Honestly, I find it easier to think about terraforming mars, than trying to unravel all the levels of up-fuck that keep us trapped in this climate nightmare. And terraforming mars is a really horrible idea. Maybe if instead, we could think about creating cities in the hottest, least habitable parts of the globe, cities that don’t require Las Vegas levels of energy subsidy.

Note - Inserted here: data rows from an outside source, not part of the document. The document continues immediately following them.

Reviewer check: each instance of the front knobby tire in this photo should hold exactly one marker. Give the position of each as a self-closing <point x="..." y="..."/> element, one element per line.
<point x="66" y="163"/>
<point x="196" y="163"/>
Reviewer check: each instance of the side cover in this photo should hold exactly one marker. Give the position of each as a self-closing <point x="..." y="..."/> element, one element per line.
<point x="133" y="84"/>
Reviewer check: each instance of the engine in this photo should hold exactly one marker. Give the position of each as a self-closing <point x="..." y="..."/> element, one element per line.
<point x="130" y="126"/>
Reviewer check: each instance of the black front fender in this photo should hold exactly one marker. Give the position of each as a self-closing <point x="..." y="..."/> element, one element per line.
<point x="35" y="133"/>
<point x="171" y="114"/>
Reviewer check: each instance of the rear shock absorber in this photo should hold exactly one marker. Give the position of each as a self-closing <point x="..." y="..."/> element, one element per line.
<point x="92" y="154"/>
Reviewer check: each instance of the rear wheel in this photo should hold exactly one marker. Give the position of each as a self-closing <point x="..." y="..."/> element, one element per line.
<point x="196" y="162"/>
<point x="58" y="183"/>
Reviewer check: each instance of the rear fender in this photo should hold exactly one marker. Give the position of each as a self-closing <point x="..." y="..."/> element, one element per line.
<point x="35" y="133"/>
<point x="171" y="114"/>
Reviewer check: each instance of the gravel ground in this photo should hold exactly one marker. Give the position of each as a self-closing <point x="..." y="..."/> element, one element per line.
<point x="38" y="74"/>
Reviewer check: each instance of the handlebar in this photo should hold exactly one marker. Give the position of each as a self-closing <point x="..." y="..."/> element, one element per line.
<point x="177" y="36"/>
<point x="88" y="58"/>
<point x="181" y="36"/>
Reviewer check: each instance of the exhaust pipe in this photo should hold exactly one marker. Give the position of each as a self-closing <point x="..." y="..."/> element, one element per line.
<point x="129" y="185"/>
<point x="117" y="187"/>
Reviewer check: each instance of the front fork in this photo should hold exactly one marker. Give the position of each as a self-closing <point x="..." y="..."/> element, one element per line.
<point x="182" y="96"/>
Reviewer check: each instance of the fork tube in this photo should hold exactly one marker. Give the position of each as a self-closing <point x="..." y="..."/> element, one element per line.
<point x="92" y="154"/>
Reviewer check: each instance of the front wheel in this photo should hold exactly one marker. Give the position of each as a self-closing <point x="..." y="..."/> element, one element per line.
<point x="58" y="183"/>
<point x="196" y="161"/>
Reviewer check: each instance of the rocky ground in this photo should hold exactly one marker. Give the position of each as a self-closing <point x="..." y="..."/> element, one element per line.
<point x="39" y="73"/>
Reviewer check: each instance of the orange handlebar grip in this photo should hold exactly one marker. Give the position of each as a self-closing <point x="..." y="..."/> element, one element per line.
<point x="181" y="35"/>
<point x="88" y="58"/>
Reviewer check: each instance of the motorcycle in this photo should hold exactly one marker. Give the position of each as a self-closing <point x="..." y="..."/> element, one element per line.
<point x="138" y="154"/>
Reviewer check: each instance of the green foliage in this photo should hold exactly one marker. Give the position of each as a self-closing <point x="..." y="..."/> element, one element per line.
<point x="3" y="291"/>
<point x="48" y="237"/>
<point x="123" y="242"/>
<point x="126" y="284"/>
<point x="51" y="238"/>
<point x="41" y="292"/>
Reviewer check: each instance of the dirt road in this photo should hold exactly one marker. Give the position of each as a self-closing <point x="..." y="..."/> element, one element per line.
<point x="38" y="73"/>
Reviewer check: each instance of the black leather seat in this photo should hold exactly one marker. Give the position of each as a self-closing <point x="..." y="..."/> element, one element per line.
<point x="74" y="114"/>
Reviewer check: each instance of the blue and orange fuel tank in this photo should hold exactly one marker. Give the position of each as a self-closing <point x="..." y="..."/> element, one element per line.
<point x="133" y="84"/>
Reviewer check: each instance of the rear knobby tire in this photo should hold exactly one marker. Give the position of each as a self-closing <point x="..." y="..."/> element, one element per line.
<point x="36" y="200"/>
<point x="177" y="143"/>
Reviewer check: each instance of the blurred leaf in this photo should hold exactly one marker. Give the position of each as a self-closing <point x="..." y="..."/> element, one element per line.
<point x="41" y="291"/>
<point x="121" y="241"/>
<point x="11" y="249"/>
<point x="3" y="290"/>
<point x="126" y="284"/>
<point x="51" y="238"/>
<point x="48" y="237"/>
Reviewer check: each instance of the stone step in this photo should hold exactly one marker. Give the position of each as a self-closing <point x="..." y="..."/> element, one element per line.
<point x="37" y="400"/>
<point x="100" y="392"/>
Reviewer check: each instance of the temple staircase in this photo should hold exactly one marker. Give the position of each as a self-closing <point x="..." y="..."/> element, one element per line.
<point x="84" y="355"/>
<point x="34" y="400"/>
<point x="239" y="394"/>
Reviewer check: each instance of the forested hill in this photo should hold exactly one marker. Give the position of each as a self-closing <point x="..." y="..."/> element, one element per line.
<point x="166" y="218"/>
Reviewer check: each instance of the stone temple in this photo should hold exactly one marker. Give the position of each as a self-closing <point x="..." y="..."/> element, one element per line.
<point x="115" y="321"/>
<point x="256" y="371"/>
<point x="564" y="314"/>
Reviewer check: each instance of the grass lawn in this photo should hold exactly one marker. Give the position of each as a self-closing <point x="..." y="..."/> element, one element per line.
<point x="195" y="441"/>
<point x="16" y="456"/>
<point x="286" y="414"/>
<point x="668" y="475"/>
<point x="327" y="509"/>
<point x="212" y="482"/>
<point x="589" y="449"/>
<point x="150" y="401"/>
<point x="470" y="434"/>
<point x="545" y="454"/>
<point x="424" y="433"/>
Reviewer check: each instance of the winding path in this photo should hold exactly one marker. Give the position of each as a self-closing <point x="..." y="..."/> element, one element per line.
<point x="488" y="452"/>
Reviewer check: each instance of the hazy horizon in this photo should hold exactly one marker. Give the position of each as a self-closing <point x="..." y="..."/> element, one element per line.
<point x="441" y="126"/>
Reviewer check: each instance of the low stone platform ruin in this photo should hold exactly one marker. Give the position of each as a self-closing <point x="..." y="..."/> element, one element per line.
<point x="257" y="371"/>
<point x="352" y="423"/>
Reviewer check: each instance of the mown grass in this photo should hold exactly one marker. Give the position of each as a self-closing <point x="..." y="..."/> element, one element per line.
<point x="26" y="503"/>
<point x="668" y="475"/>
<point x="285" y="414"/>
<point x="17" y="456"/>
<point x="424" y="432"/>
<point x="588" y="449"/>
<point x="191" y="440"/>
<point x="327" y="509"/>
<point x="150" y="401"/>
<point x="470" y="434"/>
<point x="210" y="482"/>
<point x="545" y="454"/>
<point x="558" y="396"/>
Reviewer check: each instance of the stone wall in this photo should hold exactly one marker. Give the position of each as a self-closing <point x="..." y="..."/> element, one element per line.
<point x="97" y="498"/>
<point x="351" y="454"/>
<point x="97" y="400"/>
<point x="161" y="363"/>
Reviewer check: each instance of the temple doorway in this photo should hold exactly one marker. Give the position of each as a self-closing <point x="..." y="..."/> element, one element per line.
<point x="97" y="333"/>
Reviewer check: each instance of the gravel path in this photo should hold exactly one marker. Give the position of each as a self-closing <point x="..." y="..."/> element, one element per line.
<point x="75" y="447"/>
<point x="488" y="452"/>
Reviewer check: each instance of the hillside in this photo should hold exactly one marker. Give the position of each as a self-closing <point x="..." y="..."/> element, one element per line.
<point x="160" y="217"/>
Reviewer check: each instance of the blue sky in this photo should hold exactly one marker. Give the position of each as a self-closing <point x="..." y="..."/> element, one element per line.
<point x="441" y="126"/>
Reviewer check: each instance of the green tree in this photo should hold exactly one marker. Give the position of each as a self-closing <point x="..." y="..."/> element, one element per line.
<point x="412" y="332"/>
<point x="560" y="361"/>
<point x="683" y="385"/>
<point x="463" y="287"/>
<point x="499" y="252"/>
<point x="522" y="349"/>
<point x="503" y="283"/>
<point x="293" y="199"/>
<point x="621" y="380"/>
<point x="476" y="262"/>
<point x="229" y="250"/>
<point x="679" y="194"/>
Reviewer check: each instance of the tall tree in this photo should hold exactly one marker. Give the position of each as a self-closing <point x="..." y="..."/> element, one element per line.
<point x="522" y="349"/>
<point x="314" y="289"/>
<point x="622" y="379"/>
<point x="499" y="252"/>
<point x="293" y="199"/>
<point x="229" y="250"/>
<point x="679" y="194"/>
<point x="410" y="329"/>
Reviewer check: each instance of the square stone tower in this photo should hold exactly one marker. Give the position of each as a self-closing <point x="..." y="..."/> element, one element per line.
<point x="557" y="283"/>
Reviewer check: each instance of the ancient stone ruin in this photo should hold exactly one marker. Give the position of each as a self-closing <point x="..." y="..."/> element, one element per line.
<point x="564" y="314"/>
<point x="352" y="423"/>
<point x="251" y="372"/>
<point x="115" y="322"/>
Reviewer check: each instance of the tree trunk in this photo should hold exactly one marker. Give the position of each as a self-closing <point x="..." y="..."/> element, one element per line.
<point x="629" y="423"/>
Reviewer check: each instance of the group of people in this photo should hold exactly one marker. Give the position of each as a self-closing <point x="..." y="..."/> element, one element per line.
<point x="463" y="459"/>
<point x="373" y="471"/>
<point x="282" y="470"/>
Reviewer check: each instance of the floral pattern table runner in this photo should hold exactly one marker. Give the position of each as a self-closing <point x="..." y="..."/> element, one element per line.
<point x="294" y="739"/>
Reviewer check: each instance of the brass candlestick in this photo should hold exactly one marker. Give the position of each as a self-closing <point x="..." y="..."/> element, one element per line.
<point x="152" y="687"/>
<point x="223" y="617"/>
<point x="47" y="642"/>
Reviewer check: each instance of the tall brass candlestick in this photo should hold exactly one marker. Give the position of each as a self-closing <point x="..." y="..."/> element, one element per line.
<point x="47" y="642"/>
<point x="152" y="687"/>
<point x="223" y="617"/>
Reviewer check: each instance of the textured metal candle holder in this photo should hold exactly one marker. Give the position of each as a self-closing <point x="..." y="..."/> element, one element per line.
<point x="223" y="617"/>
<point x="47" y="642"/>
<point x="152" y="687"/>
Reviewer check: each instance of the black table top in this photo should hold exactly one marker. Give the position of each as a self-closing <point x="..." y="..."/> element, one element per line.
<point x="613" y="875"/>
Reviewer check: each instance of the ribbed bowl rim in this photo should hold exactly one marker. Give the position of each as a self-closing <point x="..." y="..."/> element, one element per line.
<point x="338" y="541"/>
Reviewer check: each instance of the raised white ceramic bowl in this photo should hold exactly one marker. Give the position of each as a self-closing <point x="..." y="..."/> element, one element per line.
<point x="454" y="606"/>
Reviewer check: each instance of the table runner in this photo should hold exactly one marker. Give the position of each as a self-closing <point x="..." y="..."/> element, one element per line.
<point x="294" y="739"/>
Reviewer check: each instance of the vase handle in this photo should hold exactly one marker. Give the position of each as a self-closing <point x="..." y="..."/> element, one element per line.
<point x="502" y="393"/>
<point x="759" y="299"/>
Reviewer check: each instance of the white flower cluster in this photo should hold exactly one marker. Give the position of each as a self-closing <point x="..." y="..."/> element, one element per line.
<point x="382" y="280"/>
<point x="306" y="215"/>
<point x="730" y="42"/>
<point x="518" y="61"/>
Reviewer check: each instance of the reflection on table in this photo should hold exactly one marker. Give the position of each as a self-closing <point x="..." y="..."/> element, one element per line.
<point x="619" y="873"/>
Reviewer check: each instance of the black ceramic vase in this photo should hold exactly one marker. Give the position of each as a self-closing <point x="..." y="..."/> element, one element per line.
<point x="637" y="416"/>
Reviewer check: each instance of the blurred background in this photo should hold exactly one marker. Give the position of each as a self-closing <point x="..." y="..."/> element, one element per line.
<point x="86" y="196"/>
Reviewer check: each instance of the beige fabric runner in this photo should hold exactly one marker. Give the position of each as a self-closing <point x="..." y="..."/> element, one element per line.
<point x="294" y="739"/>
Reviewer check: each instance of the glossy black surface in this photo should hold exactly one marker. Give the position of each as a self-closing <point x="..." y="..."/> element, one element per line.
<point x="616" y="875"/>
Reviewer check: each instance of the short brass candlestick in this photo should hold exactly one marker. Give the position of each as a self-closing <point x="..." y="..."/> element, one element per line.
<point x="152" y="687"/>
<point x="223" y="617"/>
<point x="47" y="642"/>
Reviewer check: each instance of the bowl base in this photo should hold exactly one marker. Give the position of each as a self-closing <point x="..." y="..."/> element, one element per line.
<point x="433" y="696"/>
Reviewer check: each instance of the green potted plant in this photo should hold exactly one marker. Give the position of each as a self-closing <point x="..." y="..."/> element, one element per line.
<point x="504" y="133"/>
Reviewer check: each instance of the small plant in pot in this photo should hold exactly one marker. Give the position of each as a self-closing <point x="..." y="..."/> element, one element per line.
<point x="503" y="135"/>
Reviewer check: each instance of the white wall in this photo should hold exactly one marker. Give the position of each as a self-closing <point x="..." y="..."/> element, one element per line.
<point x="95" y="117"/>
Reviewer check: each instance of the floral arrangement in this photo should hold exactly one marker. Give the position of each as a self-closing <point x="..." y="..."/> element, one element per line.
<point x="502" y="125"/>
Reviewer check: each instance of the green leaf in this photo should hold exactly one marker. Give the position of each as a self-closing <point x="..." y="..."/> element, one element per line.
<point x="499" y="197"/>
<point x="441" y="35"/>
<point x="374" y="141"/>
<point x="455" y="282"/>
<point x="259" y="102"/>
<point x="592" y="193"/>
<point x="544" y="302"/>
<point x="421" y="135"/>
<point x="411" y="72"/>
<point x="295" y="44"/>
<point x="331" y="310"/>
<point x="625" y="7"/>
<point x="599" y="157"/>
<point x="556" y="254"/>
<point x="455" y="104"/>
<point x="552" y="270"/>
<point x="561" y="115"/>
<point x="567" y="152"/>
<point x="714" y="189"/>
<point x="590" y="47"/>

Have you ever noticed how hard it is to measure one’s own electricity use? I own exactly one kill-a-watt, and I use it on my air conditioner to see how much more electricity I should be paying for. But if I want to move it to my refrigerator or my hot water heater (as if!) then I give up monitoring my AC. A truly sane electrical grid would have the smarts in each appliance, to report back to the billing agency (or the user) how much juice it was consuming, and when. If the grid were better than sane, if it were actually clever, there would be the capability of gracefully shedding loads to avoid brownouts.

Unfortunately, none of these choices can really be implemented by the individual consumer, it’s got to happen across the entire user base. And market economics are poorly suited for such choices. So we’ll all bake collectively while a few of us stay overdressed and comfy in over-air conditioned buildings while the other building users freeze.